While the amount of work he’s produced attests to his dedication as a scholar, the titles of his works hint at the sense of amusement and fun he brings to the intellectual table: “Cuttlefish Rhetoric” (Rhetorica, University of California Press), “Are Laurence Sterne’s Sermons Funny?” (Literature and Theology, Oxford University Press), and “Sterne’s Maria in the Biblical Sense” (The Cambridge Quarterly, Oxford University Press).

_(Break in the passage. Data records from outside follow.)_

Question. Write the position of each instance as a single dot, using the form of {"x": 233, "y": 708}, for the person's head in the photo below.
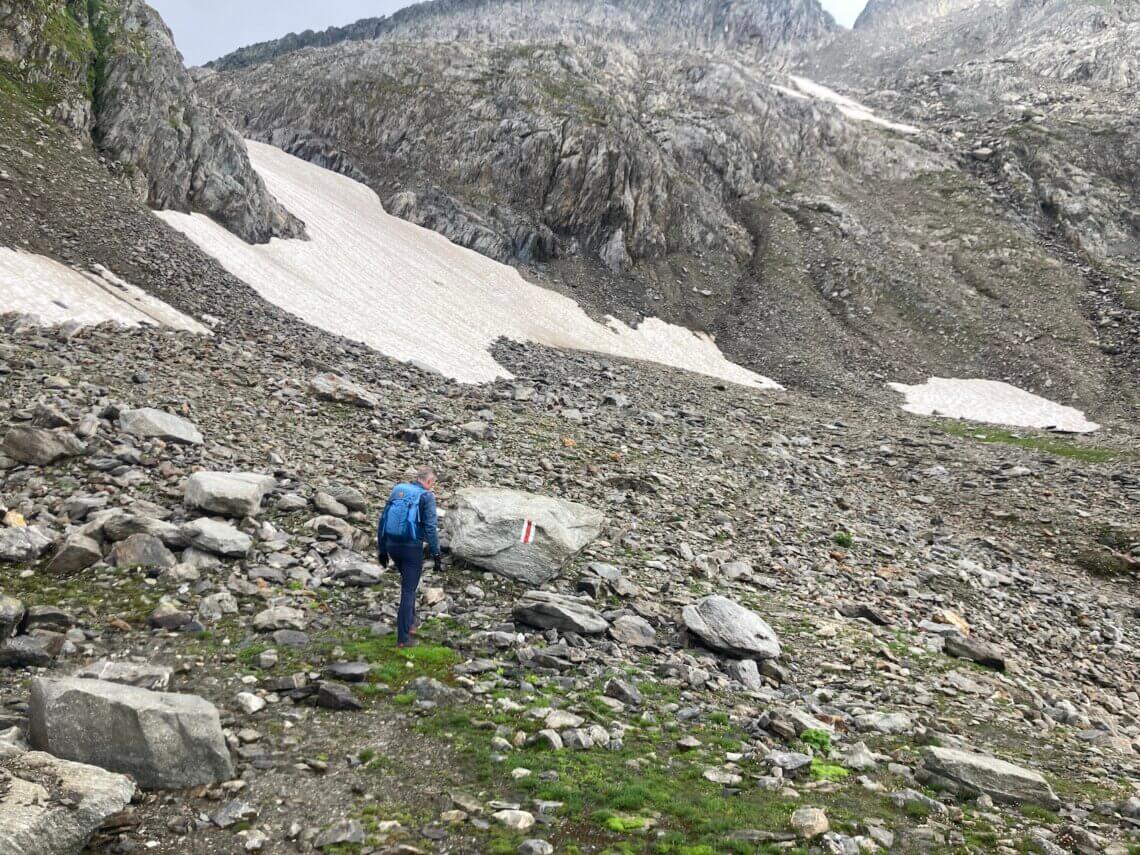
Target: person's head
{"x": 426, "y": 477}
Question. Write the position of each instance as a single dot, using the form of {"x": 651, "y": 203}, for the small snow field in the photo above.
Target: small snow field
{"x": 991, "y": 401}
{"x": 809, "y": 90}
{"x": 55, "y": 293}
{"x": 413, "y": 294}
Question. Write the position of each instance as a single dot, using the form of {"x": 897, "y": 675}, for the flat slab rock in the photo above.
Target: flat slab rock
{"x": 229, "y": 494}
{"x": 519, "y": 535}
{"x": 547, "y": 610}
{"x": 163, "y": 741}
{"x": 32, "y": 820}
{"x": 729, "y": 627}
{"x": 1000, "y": 780}
{"x": 148, "y": 423}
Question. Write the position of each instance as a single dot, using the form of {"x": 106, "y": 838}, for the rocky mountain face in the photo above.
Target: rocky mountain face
{"x": 112, "y": 73}
{"x": 664, "y": 174}
{"x": 757, "y": 26}
{"x": 792, "y": 620}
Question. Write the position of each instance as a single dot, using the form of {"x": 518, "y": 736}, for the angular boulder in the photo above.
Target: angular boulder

Pairing humor with serious inquiry, in “Cuttlefish Rhetoric” Dr. Stark takes a close look at a passage in Thomas Wilson’s The Arte of Rhetorique (1553), in which he critiques the use of “inkhorn terms,” or language that tries so hard to be wordy and complicated that it ends up being nonsensical or, worse, deceptive. At one point, Wilson compares using inkhorn terms to holding onto a creature by the tail, and Dr. Stark makes it his task to identify which creature Wilson refers to—is it the eel? serpent? devil? ox? Or, perhaps, is the best candidate the cuttlefish? And while he explains, with a great deal of amusement and fun, why the cuttlefish is the best bet, he simultaneously paints a picture of the way all of the above animals have been used to not only mock overly complicated language, but also to warn against false or confusing theology. What begins as a simple question (“What animal is it?”) evolves into a discussion of the way language can reveal or obscure, enlighten or deceive, especially in the realm of theology.

Publishing three academic articles in the span of a year is not easy, especially while simultaneously teaching logic, philosophy, writing, and American Thought and Culture. And indeed, the relationship between researching and teaching, for some, is difficult to manage: to what extent does a researcher have time and energy to invest in their teaching, and to what extent does a good educator have time to research? But for Dr. Stark, the two pursuits, far from competing, mutually reinforce one another. “My research energizes my teaching, and my teaching energizes my research,” he says, and hopes that his curiosity and enthusiasm for new ideas will encourage students to “develop their own habits of inquiry.” To that end, he explains, “We approach the material together, and together we make connections and find deeper meanings, which is to say that I see my students as co-adventurers, co-researchers.” But, he quickly cautions, this doesn’t mean his classroom is a utopia: “Rest assured that we also discover that not all theories work, that false starts and dead ends abound in serious intellectual pursuits.”

One of the courses that has fostered some of the most interesting connections and conversations for Dr. Stark and his students is Philosophy and the Fantastic, “wherein we ask questions about werewolves, ghosts, ancient alien astronauts, Puddleglum, Agent Scully, Moby Dick, killer robots, and various other figures who encourage us to think deeply about reality and personhood.” If you have talked with Dr. Stark in person, you’ll know the eager delight with which he offers such a litany, and that, for him, the connection between Moby Dick and an ancient alien astronaut is not far-fetched.

Not only is he able to help students see connections between seemingly disparate beings like Moby Dick and alien astronauts, but he helps them see the connection between literature of the fantastic and the reality of their lives. “A certain kind of skeptic will characterize the literature of the fantastic as escapist in nature, that is, the sort of material that enables one to escape from the real, but I wonder if the opposite is not the case,” he muses. “Great literature, including great literature of the fantastic, brings us into communion with the really real, or—if you prefer—the super story.”

When asked about the role Corban has played in his researching, publishing, and teaching, Dr. Stark responds, “The main thing to stress about Corban is the people.  I am surrounded by wonderful colleagues, even though some of them are crazy, and Corban continues to attract the kind of intellectually serious students who are an absolute pleasure to teach.”

The fact that “crazy” and “intellectually serious” occur, for Dr. Stark, in the same sentence, is hardly surprising for those who know him well—for those who’ve heard him transition from superheroes to Taylor Swift with ease, for those who have sat in his classes and puzzled over handouts on which philosophical theories are juxtaposed with comic strips, for those who have been both overwhelmed and inspired by his ability to connect seemingly opposite ideas: the funny and the serious, werewolves and killer robots, rhetoric and cuttlefish.